Occupancy rates at grocery-anchored centres have consistently outperformed non-anchored peers, driven by robust demand and minimal new supply coming to market. From 2020-2024, new supply has been limited to just 0.2% of inventory, with projections for further declines ahead.

Grocery store_credit Pexels

Source: Pexels

The analysis emphasises three essential characteristics for successful investment in the sector: the ability to attract and retain best-in-class tenants; sustainable foot traffic derived from market dominance within local trade areas; and strategic locations aligned with favourable demographic trends.

What are those trends? According to Nuveen, a post-pandemic shift in consumer behaviour, driven by suburbanisation, increased value-seeking due to inflation and the expansion of hybrid work. Taken together, these have reinforced demand for local neighbourhood centres serving essential needs.

The strong market performance has attracted growing institutional capital. Nuveen’s US Cities Retail Fund recently secured $320m (€272m) to expand its portfolio, targeting highly liquid markets and essential retail tenants.
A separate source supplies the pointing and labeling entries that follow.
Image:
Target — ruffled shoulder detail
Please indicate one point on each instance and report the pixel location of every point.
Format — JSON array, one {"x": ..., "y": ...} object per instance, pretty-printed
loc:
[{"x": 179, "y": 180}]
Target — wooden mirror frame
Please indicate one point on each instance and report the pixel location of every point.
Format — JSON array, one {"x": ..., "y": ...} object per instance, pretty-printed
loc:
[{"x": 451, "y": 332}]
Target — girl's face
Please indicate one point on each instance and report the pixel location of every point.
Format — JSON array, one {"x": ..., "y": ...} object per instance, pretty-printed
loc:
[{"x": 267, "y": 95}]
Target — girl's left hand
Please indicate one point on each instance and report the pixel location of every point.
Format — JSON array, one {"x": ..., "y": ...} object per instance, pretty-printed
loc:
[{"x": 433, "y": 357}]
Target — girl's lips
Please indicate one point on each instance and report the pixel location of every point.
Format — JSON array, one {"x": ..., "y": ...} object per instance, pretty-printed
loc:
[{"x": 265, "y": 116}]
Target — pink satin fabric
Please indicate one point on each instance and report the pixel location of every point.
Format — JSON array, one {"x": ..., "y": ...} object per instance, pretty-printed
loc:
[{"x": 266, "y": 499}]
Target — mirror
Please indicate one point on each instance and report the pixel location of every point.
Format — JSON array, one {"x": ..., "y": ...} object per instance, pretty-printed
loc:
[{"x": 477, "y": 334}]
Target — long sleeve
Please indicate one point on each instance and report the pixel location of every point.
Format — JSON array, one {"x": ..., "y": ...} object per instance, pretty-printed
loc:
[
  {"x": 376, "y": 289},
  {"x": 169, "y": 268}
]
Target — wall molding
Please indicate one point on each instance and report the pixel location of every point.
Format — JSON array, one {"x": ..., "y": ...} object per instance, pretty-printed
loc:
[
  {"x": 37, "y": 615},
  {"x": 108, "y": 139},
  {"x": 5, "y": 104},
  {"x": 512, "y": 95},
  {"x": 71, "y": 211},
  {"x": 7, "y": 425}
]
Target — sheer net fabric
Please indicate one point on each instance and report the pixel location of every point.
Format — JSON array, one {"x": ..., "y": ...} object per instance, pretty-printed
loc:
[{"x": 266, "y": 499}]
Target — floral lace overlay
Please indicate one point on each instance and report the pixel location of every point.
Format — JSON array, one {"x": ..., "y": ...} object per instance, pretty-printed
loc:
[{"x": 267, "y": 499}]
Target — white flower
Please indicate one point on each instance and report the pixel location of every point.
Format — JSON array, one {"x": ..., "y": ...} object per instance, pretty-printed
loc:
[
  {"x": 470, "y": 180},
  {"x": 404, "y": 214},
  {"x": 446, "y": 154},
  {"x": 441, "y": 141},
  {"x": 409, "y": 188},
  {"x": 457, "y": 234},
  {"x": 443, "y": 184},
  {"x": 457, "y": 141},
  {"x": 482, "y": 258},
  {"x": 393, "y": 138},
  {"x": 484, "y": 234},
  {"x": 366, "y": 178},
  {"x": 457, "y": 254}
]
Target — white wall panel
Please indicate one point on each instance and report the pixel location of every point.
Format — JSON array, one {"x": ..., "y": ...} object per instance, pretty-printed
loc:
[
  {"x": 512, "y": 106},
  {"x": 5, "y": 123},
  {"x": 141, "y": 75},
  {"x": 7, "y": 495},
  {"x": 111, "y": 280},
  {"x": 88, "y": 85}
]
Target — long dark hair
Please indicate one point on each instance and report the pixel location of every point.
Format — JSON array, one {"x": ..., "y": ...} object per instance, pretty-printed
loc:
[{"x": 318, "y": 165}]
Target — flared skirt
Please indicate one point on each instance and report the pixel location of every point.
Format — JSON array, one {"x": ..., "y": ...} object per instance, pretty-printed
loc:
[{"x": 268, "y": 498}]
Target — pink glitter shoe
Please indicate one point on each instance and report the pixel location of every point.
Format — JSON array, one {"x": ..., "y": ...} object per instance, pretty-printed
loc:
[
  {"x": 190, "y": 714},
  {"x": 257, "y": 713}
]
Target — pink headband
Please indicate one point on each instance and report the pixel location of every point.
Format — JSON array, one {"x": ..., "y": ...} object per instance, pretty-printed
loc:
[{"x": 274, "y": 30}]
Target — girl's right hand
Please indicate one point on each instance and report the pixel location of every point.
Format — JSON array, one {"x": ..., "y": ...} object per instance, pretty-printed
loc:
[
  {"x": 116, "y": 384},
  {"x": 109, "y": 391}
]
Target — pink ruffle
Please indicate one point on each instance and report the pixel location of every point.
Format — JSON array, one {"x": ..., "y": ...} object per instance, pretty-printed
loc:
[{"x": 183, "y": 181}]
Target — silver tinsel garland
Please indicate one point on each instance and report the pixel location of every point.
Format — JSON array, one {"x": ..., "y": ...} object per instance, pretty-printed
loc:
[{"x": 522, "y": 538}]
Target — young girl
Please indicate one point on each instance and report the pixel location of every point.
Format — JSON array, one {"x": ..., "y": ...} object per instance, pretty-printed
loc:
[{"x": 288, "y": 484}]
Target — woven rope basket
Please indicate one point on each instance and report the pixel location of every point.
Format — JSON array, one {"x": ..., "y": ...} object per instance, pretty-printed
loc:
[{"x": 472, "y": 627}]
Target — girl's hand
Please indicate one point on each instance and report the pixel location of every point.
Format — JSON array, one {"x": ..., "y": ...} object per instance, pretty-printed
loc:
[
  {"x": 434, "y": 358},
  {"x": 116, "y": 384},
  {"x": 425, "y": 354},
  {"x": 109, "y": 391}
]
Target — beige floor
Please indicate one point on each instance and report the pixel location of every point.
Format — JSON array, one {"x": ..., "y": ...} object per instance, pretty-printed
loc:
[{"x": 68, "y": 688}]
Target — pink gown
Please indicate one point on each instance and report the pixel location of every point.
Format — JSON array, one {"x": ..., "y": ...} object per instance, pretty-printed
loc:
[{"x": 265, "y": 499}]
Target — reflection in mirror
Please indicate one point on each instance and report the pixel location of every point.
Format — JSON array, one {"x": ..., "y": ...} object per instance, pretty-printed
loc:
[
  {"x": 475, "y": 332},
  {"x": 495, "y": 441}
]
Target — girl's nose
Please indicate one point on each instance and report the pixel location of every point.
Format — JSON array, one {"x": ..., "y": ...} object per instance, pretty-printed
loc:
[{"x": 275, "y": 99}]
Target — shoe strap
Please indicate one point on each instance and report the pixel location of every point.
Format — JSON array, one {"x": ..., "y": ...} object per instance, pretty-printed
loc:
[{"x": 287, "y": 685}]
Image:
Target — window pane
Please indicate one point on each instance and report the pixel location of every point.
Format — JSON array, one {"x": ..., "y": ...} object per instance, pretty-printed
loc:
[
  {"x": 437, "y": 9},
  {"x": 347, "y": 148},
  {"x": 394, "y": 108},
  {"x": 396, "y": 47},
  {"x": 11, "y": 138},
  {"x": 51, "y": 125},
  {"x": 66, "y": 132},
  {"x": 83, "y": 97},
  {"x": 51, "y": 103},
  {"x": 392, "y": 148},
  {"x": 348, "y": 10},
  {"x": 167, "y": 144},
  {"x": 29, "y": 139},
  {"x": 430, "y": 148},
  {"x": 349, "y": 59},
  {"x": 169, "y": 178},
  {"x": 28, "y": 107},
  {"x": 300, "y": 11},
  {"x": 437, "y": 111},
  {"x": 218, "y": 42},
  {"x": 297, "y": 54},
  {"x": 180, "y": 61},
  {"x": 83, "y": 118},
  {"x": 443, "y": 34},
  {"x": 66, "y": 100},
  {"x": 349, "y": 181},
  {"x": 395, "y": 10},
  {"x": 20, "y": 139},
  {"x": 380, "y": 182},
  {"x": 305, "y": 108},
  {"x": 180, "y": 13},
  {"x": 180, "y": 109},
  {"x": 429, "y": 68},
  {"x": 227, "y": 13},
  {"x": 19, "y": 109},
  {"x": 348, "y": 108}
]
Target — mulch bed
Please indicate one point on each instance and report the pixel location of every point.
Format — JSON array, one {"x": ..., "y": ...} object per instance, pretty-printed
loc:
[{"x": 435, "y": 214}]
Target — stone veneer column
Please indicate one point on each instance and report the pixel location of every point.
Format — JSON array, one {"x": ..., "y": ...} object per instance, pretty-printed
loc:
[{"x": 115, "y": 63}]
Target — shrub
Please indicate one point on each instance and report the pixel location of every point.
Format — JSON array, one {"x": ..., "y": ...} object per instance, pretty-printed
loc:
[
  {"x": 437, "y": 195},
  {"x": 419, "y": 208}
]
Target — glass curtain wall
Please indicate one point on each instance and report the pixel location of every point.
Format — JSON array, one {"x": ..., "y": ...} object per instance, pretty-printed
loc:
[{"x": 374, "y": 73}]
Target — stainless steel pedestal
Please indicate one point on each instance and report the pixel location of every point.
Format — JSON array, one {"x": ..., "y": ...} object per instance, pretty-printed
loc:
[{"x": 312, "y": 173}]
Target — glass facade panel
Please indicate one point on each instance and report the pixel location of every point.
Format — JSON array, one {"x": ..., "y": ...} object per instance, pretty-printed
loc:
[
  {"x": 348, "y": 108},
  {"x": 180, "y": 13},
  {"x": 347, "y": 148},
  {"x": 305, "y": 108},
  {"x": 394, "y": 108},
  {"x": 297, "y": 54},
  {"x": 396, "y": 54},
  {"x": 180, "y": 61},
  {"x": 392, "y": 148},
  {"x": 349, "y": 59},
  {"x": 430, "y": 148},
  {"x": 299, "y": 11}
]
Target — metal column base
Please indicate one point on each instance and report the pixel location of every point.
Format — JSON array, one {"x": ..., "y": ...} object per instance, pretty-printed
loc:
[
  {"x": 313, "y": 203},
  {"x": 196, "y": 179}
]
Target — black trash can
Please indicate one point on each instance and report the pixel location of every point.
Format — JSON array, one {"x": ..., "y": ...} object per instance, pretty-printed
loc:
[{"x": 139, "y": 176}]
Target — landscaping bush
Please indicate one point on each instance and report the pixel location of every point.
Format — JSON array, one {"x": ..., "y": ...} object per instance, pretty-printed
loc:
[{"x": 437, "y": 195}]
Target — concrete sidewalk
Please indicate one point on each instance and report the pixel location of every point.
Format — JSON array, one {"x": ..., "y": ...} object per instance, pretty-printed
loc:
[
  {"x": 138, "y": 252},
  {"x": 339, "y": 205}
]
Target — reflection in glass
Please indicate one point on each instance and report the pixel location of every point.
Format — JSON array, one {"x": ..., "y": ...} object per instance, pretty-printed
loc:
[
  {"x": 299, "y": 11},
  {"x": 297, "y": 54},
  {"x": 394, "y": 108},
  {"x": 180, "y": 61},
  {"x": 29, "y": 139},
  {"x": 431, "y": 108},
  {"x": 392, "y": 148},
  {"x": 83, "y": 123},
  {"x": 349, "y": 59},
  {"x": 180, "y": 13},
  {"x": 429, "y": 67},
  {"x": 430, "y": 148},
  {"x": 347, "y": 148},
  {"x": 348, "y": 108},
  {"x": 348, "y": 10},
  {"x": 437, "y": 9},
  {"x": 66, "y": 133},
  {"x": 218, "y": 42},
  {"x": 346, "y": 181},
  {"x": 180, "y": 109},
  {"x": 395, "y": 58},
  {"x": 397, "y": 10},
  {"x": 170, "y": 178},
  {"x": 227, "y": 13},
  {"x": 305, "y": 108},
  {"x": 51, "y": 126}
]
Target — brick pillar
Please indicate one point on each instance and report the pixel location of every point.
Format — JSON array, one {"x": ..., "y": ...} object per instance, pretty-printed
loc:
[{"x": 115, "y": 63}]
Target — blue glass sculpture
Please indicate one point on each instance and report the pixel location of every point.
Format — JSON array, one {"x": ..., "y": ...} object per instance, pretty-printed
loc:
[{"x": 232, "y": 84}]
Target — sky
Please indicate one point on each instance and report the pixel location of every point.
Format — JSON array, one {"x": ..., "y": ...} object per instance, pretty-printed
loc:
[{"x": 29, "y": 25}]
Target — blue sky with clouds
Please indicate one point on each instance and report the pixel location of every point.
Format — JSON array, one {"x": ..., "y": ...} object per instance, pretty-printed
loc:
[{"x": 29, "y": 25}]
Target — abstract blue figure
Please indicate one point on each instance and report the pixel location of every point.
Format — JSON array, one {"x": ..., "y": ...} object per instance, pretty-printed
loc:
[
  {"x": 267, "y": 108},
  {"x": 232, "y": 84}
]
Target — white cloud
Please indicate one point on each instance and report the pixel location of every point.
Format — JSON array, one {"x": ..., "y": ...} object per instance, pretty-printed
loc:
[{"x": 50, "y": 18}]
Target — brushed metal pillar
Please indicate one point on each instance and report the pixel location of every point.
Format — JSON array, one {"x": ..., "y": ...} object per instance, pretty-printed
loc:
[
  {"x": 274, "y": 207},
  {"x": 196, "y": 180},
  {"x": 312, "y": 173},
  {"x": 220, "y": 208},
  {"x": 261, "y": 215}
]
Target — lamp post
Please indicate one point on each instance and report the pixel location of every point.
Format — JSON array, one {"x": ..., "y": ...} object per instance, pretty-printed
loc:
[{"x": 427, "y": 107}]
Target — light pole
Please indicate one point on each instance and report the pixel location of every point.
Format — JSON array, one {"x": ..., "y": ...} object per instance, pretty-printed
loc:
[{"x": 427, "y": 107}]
Nuveen states: “As consumers continue to require essential goods and services, trade down, seek convenience and stay local due to hybrid work, we remain focused on retail formats which will benefit.”

Looking ahead, Nuveen maintains a positive view on necessity retail: “This conviction is grounded in sustained consumer demand for essential goods and services, limited new supply pipeline, growing retailer expansion plans in suburban markets and attractive risk-adjusted return potential.”